I’m up, I’m up

I suppose the same is true about everybody, but when I wake up in the morning, my voice always gives me away that I’ve just awoken. I hate being stirred from slumber by a phone call because it is always instantly obvious that I had been sleeping. I’m really not sure why I consider this such a problem, but I am uncomfortable with the idea of, not being woken up by a call, but the caller knowing he or she woke me up.

I’m sure this has happened to me many times, but the one that stands out most to me for some reason is back on Thursday, May 10, 2008. I was planning on going to the Cubs game that day. I didn’t want to go to the Cubs game that day but I was going.

As my memory continues to disappear, I lose track more and more of why I have ever gone to a game, and this day is no different. I was in the midst of finals, finishing up my first full year of college. I was mostly done by Wednesday afternoon, with just two more tasks to finish. The first was a philosophy paper. I forget exactly what it was about, but it was probably pretty bad. The second was a Friday morning test in my Writing for Mass Communication class.

I have always preferred writing papers to taking tests because when you’re done, you’re done. Since I had nothing to do this particular Wednesday, I set a 9:00 deadline for finishing my paper, which was only about five pages, nothing to really worry about. Many times in the past, I waited until the last minute and stayed up all night writing. Actually, I usually slept on it and woke up at 4 a.m. to write. Not this time. I told myself I would finish in time for my nightly walk around the neighborhood.

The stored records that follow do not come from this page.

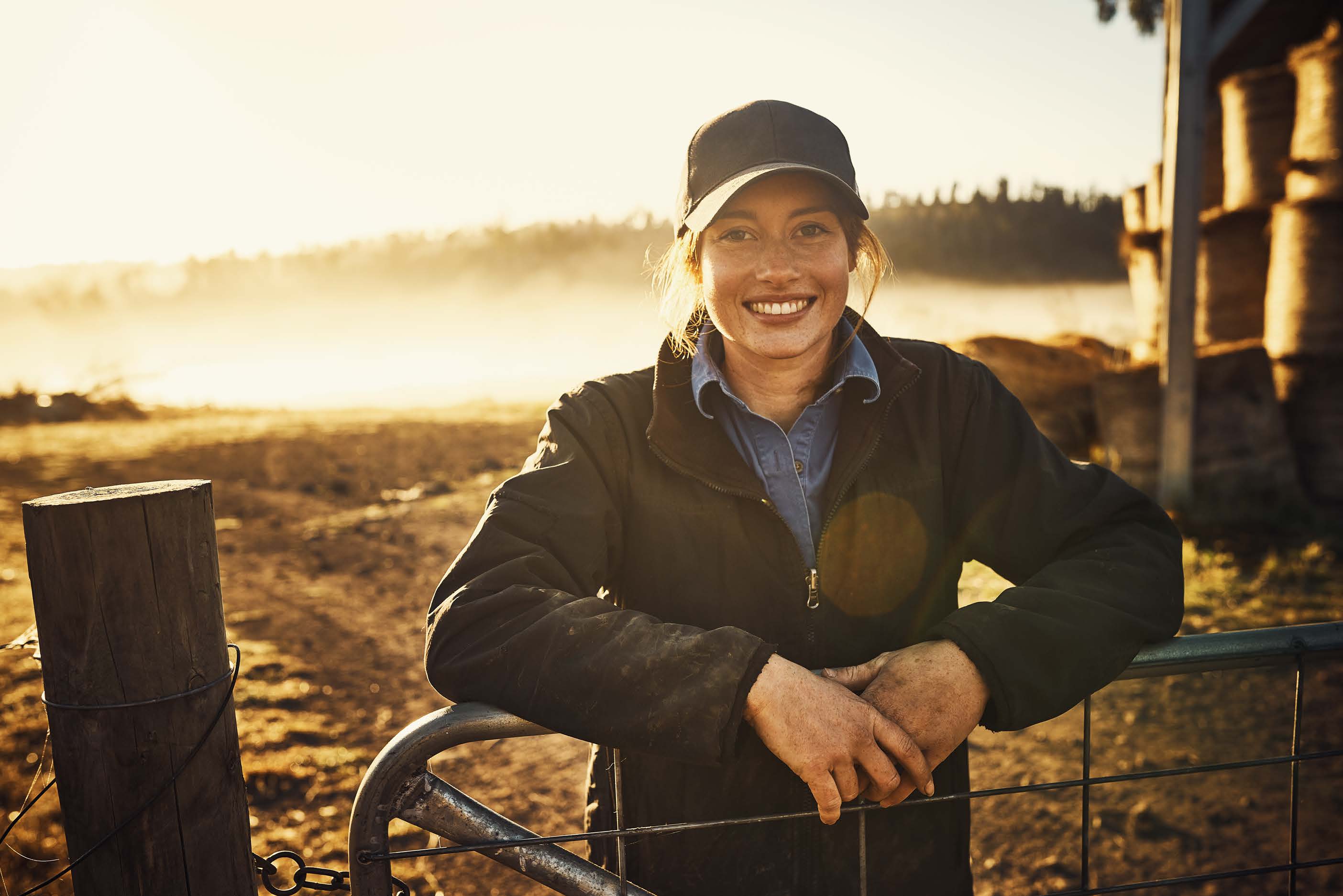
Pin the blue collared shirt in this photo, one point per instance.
(792, 465)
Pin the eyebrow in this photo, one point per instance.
(795, 213)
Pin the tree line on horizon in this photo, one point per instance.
(1044, 234)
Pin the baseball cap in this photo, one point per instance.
(759, 139)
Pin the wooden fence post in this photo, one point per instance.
(125, 590)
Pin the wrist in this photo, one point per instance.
(762, 689)
(976, 683)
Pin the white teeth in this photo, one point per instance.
(778, 308)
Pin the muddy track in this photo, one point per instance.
(333, 534)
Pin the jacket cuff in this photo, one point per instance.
(998, 712)
(731, 739)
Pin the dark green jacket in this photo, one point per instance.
(627, 586)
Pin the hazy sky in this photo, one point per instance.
(157, 131)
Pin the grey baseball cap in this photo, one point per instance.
(755, 140)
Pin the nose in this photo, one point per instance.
(777, 264)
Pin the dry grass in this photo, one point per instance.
(335, 528)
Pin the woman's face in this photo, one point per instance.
(775, 269)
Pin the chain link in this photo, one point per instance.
(309, 876)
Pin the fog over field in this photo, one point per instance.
(277, 344)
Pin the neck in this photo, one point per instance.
(778, 389)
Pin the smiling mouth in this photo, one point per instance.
(792, 306)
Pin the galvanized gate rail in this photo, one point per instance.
(399, 785)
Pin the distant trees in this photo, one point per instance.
(1046, 234)
(1145, 14)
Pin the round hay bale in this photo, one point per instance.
(1303, 304)
(1135, 208)
(1153, 202)
(1212, 174)
(1145, 284)
(1257, 110)
(1243, 461)
(1317, 167)
(1053, 382)
(1312, 405)
(1232, 277)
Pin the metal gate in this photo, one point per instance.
(399, 785)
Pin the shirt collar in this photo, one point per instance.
(856, 363)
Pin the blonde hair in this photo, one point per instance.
(679, 284)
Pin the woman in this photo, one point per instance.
(787, 491)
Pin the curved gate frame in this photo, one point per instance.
(399, 784)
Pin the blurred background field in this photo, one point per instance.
(335, 525)
(339, 262)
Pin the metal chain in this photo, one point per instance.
(311, 876)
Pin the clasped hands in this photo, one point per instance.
(875, 730)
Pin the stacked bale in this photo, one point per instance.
(1317, 165)
(1243, 460)
(1142, 245)
(1053, 382)
(1232, 276)
(1257, 113)
(1303, 316)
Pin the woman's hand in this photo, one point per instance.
(931, 689)
(824, 734)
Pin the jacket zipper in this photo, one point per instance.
(872, 449)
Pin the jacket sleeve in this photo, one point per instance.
(1096, 565)
(523, 618)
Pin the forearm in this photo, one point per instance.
(589, 669)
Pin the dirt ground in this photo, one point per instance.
(333, 530)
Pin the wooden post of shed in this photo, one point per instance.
(1186, 87)
(125, 590)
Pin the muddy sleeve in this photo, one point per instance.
(523, 620)
(1096, 565)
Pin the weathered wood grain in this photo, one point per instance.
(125, 583)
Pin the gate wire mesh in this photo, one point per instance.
(1179, 656)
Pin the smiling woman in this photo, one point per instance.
(787, 491)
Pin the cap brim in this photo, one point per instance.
(719, 197)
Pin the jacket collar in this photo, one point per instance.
(699, 447)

Whenever I got a little stir crazy in my dorm room (which was pretty much all the time) and the weather was nice, I always indulged myself in an evening walk around the south suburbs. Now on this particular night, I was working under the recent realization that The Wonder Years, one of the great TV shows, had shown back up every weeknight at 9. For this reason, my walk, which I preferred not to be too late – you never know what kind of weirdos lurk around Evergreen Park on Wednesday nights, myself being a good example – would have to wait until 10. Naturally, I could have finished my paper at ten and gone right out a-walkin’, but I would have lost the reward of my show. Therefore, the ultimatum was no paper, no reward, including TV and a walk.

I worked all afternoon and into the evening on this philosophical composition, and was just a concluding paragraph away from finishing at 9:00. At the television program begun, I decided to allow myself to move along with my evening plans even thought the paper was not quite finished. I proceeded to enjoy the next several hours which took me through two episodes of The Wonder Years and a walk in Evergreen Park – not Oak Lawn, though I often toured that neighborhood as well – that featured a gazebo among other thing. Yes, I’m aware that if a gazebo sighting is the highlight of your night that you remember four years later, the night may not have been as wonderful as you thought, but I’m still happy with it.

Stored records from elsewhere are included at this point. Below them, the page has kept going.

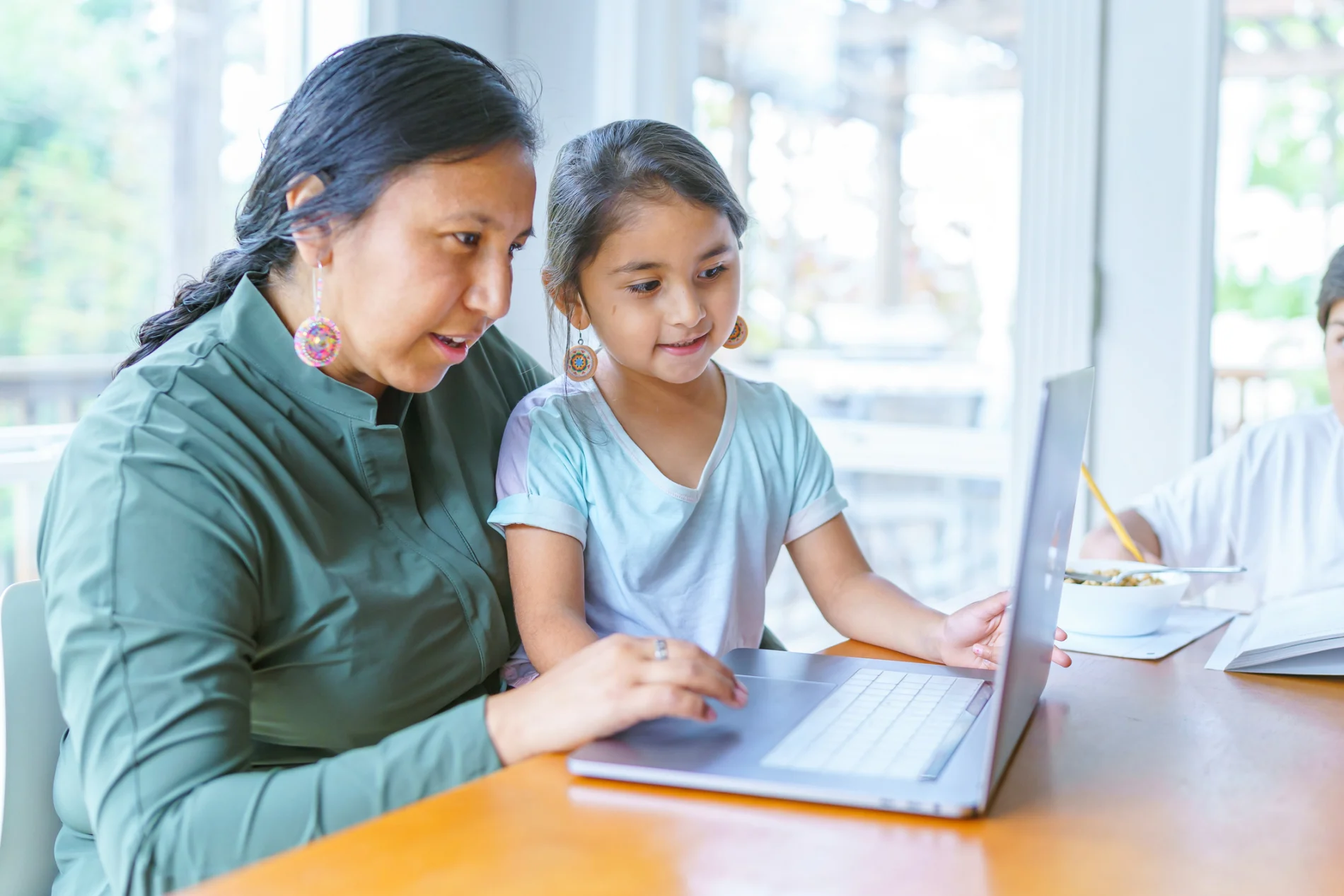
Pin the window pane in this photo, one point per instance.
(129, 131)
(878, 148)
(1278, 214)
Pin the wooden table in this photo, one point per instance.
(1133, 778)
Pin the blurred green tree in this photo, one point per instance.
(83, 153)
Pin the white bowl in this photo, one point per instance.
(1118, 612)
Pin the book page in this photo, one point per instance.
(1311, 617)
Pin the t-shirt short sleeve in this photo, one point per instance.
(1193, 513)
(815, 496)
(539, 477)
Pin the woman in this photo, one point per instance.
(1272, 499)
(273, 601)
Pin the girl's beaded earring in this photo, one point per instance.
(579, 361)
(318, 339)
(738, 336)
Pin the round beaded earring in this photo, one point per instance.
(318, 339)
(579, 361)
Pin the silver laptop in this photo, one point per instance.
(902, 736)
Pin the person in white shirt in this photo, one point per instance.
(1270, 499)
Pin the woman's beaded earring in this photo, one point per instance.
(738, 334)
(318, 339)
(579, 361)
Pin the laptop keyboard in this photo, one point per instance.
(887, 724)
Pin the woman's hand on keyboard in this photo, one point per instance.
(604, 688)
(972, 637)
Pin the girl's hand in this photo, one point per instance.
(972, 636)
(604, 688)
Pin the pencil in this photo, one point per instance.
(1115, 520)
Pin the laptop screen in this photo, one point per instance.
(1066, 403)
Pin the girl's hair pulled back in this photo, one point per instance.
(600, 173)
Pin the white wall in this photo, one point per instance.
(1155, 246)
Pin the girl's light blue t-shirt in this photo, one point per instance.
(661, 559)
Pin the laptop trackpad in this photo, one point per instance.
(737, 736)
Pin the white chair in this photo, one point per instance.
(30, 742)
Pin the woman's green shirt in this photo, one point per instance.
(274, 605)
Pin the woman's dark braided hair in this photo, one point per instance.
(362, 116)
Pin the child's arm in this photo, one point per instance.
(546, 570)
(867, 607)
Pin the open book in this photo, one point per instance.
(1300, 637)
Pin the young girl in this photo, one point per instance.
(654, 497)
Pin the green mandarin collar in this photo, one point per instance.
(252, 328)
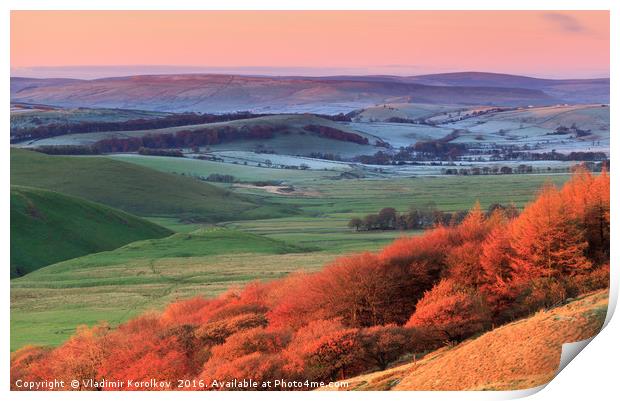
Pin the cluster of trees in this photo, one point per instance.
(172, 120)
(214, 135)
(334, 133)
(362, 312)
(160, 152)
(416, 219)
(188, 138)
(573, 129)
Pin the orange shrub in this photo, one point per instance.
(453, 310)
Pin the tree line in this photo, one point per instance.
(213, 136)
(362, 312)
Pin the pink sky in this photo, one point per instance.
(540, 43)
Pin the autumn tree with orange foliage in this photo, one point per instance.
(453, 310)
(362, 312)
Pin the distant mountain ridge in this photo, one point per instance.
(217, 93)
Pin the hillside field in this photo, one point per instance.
(48, 227)
(126, 186)
(149, 274)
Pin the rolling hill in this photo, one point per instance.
(48, 227)
(136, 189)
(569, 90)
(229, 93)
(290, 131)
(118, 284)
(519, 355)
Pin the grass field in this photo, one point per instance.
(135, 189)
(519, 355)
(47, 305)
(47, 227)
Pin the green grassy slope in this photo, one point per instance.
(48, 227)
(48, 304)
(135, 189)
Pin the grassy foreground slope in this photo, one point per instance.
(48, 304)
(518, 355)
(48, 227)
(133, 188)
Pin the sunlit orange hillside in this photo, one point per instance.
(519, 355)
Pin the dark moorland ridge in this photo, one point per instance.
(229, 93)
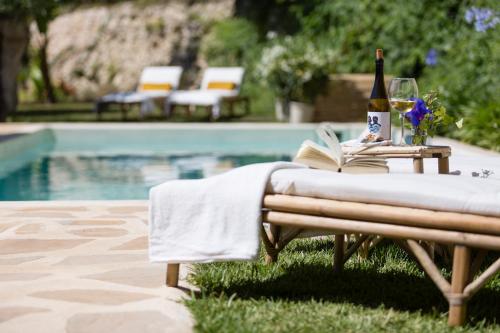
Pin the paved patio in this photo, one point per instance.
(83, 267)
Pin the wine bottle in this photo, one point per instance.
(379, 116)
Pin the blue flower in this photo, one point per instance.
(431, 58)
(417, 114)
(483, 18)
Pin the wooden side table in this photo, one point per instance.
(417, 153)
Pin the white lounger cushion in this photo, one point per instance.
(209, 97)
(170, 75)
(435, 192)
(200, 97)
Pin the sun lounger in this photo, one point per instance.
(463, 213)
(154, 83)
(219, 85)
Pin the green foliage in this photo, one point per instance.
(234, 42)
(231, 42)
(42, 11)
(296, 69)
(387, 292)
(481, 125)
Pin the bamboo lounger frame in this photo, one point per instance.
(407, 226)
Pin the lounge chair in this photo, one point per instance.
(411, 209)
(219, 85)
(155, 83)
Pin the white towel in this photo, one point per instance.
(212, 219)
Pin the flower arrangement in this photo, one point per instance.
(295, 69)
(427, 116)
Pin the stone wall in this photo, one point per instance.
(96, 50)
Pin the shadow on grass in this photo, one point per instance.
(362, 283)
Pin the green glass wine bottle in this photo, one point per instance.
(379, 116)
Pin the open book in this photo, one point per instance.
(332, 158)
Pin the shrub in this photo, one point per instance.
(296, 69)
(231, 42)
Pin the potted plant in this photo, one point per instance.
(297, 71)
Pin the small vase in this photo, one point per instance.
(418, 137)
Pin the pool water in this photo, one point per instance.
(102, 177)
(114, 162)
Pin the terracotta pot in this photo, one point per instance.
(301, 112)
(282, 109)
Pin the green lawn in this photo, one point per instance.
(385, 293)
(84, 112)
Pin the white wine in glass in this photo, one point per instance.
(403, 93)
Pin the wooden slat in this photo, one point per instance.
(172, 275)
(429, 266)
(405, 151)
(459, 279)
(384, 214)
(382, 229)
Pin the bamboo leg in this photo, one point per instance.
(443, 165)
(459, 279)
(123, 110)
(247, 105)
(172, 275)
(338, 255)
(418, 165)
(274, 236)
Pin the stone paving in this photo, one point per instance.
(83, 267)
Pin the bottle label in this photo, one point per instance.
(379, 126)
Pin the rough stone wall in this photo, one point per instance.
(96, 50)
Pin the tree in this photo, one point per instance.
(15, 16)
(45, 11)
(14, 37)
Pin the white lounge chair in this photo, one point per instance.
(155, 83)
(219, 84)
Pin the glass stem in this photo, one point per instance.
(402, 118)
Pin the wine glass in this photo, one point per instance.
(403, 93)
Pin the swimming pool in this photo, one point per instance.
(112, 162)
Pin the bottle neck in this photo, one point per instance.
(379, 84)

The following morning, I awoke to the buzzing of my telephone. It was my brother, calling to check in about meeting up for the Cubs game that afternoon.

“Did I just wake you up?” he asked rather indignantly, responding, no doubt, to the hazy quality of my “Hello.”

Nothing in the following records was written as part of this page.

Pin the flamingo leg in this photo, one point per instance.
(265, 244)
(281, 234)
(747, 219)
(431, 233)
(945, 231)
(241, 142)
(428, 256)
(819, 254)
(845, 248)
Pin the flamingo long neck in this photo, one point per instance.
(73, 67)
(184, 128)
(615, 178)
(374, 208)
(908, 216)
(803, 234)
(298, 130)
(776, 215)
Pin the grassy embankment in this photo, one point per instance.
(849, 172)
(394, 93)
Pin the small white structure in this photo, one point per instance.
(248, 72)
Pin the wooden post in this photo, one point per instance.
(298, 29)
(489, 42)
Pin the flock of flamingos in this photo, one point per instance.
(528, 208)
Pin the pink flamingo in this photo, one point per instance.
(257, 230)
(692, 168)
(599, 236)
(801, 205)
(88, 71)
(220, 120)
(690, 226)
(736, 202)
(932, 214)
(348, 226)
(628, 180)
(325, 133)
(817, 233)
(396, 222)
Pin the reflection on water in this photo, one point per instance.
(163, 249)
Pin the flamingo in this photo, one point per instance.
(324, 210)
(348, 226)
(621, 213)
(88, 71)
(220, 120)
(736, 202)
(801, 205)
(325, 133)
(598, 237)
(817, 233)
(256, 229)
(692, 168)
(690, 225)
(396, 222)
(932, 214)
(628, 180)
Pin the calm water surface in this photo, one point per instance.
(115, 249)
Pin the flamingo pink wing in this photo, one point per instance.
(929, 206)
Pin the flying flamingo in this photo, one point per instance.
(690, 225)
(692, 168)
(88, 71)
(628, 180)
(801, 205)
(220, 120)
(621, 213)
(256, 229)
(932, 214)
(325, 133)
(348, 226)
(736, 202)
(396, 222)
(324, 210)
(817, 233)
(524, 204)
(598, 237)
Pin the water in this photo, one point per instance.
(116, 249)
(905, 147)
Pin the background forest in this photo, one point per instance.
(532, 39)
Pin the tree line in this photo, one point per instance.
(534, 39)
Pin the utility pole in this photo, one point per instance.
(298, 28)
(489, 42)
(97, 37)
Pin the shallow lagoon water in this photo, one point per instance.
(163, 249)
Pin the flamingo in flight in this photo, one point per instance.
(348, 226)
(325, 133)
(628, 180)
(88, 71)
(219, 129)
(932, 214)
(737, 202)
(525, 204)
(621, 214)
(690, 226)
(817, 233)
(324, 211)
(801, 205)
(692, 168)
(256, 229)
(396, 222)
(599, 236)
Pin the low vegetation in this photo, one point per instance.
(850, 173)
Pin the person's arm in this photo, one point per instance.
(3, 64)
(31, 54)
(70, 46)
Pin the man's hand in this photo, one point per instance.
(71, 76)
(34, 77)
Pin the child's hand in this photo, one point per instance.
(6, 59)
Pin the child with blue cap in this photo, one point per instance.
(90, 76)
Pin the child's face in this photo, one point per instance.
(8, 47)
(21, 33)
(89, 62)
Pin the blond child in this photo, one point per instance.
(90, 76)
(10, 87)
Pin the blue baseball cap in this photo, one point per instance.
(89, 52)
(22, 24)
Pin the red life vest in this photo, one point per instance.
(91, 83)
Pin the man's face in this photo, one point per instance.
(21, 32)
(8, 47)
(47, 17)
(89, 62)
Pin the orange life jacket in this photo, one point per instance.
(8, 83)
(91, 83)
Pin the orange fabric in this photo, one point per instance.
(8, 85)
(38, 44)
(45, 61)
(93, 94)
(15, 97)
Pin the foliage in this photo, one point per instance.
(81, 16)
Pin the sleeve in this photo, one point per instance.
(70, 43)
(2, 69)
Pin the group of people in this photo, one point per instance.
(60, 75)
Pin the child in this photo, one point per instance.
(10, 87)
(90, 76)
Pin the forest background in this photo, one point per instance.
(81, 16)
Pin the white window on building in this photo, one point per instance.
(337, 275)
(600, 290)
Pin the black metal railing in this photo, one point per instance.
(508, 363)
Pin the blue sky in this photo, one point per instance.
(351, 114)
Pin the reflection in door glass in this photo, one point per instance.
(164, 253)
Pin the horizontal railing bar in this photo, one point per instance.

“No,” I told him, not wanting to ever admit when someone wakes me up. In fact, I had set my alarm for right around this time and felt as though I had managed my time perfectly. Furthermore, I thought I had done an excellent job of disguising my tired voice.

On the first count, I think I got it right. I got up, turned in my paper and met my brother in plenty of time for our trip to Wrigley Field.

On the second count, I’m not so sure. This story is relevant to almost nothing, but it’s what I think of when “morning voice” occurs to me. That morning, i was rather embarrassed to be awoken by the phone and I was very conscious of my voice as I answered. I wanted to make it sound as though I had been up all morning. It didn’t work; he saw right through me (or heard right through as it were).

Recently, I was listening to a radio broadcast I had done earlier this season of a 10:05 game. 10:05 games are not much fun for almost anyone. I usually have to be up by 5:30 to get to the ballpark in enough time to get my work done. Coming off a night game the day before, this doesn’t leave a lot of time for sleep. On one occasion, we actually had a morning game after a road trip. We returned home around 1:30 a.m. with a the game less than nine hours later. Naturally, that doesn’t lead to a lot of sleep either.

The day games tend to kill me because it is near impossible to get all my pregame work done. But I’m not so worried about that in hindsight. I’m more concerned with the quality of my voice. Coming off little sleep and going right on the air, I have the same kind of voice that my brother recognized four years ago when we were going to the Cub game. I guess the concept is the same, I’m being woken up for a call. This bothers me more than having my phone wake me up.

This season has had a lot of ups and a lot of downs, but maybe my biggest concern for myself is the sub-par performances in day games. I don’t know where I’m going with this, but I know I’m going to work harder from now on to pick up some energy. I just need to write this down so I can come back to it whenever I sound dead for a morning game. Complaining about early games is a pretty weak move. I won’t do it anymore.